[a poem, the first I've written in 25 years; I started as a poet, many many years ago, as a much younger man; this may be the last again, for a while… I hope not]
For all of them alive I love, in memory of all I loved, now dead
Why would one do this here?
We live in an age no longer sanctified,
No sense of holiness.
We flew Swiss Airlines
Appropriately enough.
The Swiss, bankers to the world,
With noble hearts they bore us (for the mere price of half a pound of our own sweet skin and meat):
Silver, gold, platinum perhaps (in first class);
No living tissue in them to wear out,
Respond to suspect human needs;
We flew up front, and drank champagne,
The sacrament of business class.
They fed us the well-fed flesh of beef,
Blood red,
Plates and silver clinking under the din of mighty turbines.
And then we slept, dreamless
Far beyond the surly bonds of ice-cold seas
And the dirty ground.
No need belabor the swift journey to the village.
We drove into the place,
This ancient scene of peace
And calm and tranquil solitude
On rented wheels (every ding and dent and crimp
Of lacquered metal noted for the ledger, the last act
As we roared away from that other world of rude affairs
In the city by the sea far below us).
Here in the land where men, still called peasants,
Still whack
And flay and harrow the land.
There is no business here but one.
The eternal preservation men may keep of the
Adamantine cord one sees only here,
A sky-blue thread, tying us to the infinite.
For you can see it in the sky,
That unblemished unending deep transparency,
Sun the same hot ball of self-consumption,
Surrounded as you are
By the everlasting green of growth
That never stops,
Signifies an everlasting life,
A life for life.
For the infinite eternal everlasting business here
Is to feed the living and
Let the ground accept the dead.
I walk the fields
Where generations trod
The fields of wheat
That for centuries
Have fed the lusty appetites of men of war:
The Romans, Goths, and Gauls,
The Templars who, tipping stone on stone,
Built this hill-top village,
This everlasting place
Outlasting them, outlasting all since,
The bond personified, the anchor for
That tie to the infinite,
That much closer to the sky.
I walk the fields.
The fields of wheat and poppy.
The wheat, for life.
The poppies, for that sleep that does not end.

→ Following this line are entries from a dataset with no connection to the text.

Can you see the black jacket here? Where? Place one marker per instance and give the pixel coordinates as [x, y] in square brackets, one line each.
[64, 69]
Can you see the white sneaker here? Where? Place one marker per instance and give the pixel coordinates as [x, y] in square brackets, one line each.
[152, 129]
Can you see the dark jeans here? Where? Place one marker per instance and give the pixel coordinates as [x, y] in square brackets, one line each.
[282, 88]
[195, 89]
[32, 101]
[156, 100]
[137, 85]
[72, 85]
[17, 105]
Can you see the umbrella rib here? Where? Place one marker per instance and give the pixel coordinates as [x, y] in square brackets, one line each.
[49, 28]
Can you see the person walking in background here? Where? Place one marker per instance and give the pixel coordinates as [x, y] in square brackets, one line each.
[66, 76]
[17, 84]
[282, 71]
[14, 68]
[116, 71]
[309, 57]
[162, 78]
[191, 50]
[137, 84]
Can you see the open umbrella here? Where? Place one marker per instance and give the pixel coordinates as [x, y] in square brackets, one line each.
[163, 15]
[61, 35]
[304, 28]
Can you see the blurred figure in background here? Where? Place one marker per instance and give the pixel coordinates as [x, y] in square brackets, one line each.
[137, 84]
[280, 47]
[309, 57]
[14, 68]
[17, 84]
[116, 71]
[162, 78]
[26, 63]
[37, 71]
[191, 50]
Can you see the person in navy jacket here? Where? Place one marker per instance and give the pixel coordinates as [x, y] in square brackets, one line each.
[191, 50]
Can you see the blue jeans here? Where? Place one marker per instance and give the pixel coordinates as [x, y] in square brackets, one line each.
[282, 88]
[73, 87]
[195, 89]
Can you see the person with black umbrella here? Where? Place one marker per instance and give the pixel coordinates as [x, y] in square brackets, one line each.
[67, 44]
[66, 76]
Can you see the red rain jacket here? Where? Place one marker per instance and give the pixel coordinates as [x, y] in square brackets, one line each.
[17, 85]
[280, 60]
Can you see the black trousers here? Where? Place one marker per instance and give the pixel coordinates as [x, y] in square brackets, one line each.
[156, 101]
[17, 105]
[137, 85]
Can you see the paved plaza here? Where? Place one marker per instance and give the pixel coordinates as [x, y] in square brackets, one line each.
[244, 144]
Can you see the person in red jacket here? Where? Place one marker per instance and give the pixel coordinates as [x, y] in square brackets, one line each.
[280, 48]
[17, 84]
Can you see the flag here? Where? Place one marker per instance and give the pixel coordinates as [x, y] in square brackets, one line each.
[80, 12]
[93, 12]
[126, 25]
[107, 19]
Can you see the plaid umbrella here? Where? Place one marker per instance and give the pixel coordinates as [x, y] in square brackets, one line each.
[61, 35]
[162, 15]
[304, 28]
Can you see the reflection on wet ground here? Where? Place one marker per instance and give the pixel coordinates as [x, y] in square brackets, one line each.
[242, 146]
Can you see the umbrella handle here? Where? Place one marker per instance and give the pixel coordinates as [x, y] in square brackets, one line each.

And only some, the ones who leave
This village for the world at large,
Can feel that bond, the tug of that tie
That draws them back.
The ones who shipwrecked,
Yet were saved,
Return to thank who they will,
The Virgin, if they believe,
Or what Gods they may,
Or none, but the place itself,
The peace that reigns here.
And I leave the plain,
Walking the steep pistes
Of the protective hill,
So steep, breath comes short
And hard, for the effort that
Draws me to the top.
And I hear echoes of the breaths
Of one who came here
For the bond was strong
And drew her here
For those last days
Of peace and calm,
And the breaths were hard
And loud, each one a tugging
At that cord.
And harder, sharper still
Through the long night,
Until just at sunrise,
As the blue infused the sky,
They stopped.
And there was peace.
And peace of course
There is still.
And the village sleeps
And wakes.
—2009June12 4:38 PM, Fox-Amphoux
byby
What a nice poem and such words like-
We flew Swiss Airlines
Appropriately enough.
The Swiss, bankers to the world,
With noble hearts they bore us (for the mere price of half a pound of our own sweet skin and meat):
Silver, gold, platinum perhaps (in first class);
No living tissue in them to wear out,
Respond to suspect human needs;
We flew up front, and drank champagne,
The sacrament of business class.
Great
It must be comforting to have the skill to give powerful expression to those things that really matter.